Parade revelers twirled rainbow-colored Mylar streamers while marching on the quiet streets… Parade revelers twirled rainbow-colored Mylar streamers while marching on the quiet streets of a Shadyside neighborhood Saturday morning, as the gay and lesbian community of Pittsburgh celebrated International Pride Month.

Interpride, the International Association of Lesbian, Gay, Bisexual and Transgender Pride Coordinators, chose the theme “Pride Through Peace” to celebrate the 30th anniversary of the pride parade, which was sponsored this year by Pittsburgh’s Gay and Lesbian Community Center, located in Squirrel Hill.

The focus of this year’s parade was youth empowerment. The youth group from the GLCC, joined by cast members from City Theatre’s production of “Hedwig and the Angry Inch,” led the parade from behind a Pittsburgh Police escort.

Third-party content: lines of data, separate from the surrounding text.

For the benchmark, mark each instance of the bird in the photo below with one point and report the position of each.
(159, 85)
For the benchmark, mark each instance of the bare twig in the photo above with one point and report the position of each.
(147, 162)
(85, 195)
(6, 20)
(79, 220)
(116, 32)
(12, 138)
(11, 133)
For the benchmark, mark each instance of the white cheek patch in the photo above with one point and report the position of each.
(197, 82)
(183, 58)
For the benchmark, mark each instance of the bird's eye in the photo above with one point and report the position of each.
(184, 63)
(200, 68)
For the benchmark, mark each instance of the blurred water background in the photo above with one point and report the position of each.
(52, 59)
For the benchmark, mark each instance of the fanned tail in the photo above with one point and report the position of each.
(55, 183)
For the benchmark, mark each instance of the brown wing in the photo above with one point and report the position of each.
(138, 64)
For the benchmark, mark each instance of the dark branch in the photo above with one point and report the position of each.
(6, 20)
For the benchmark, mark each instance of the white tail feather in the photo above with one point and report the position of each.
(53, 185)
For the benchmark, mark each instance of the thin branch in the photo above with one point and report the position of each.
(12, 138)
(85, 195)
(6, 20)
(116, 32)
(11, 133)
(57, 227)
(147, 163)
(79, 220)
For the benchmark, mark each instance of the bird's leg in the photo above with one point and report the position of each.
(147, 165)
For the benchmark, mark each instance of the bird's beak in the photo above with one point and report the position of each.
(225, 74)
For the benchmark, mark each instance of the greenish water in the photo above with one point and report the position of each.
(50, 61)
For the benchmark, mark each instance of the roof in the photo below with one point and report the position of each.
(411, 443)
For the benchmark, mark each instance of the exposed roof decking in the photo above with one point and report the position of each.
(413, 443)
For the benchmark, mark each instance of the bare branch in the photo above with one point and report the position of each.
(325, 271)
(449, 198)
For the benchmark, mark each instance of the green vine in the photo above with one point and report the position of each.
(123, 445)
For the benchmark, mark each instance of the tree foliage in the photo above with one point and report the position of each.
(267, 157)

As the parade wound its way through Shadyside, drag queens in rhinestones and sequin dresses and men wearing black leather vests and chaps danced in the streets, rode in the backs of pick-up trucks and waved to bystanders. The parade route has changed over the years; it started Downtown and finished at Schenley Park in 1973. Through the years, the parade underwent many changes, from altered routes to gaining and losing groups willing to march in solidarity with the gay and lesbian community. The parade ended in a street fair on Ellsworth Avenue with games for children of gay and lesbian partners, singers on stage, and face painting. An informational booth from the Allegheny Health Department promoted safe sex, while Pitt faculty member Deborah Aaron recruited volunteers for a women’s – hetero- and homosexual – health study to assess the prevalence and risk patterns among women with coronary heart disease.

The white canopies and tables of various community organizations lined three blocks, offering services from adoption assistance to the help of the Gay and Lesbian Neighborhood Development Association.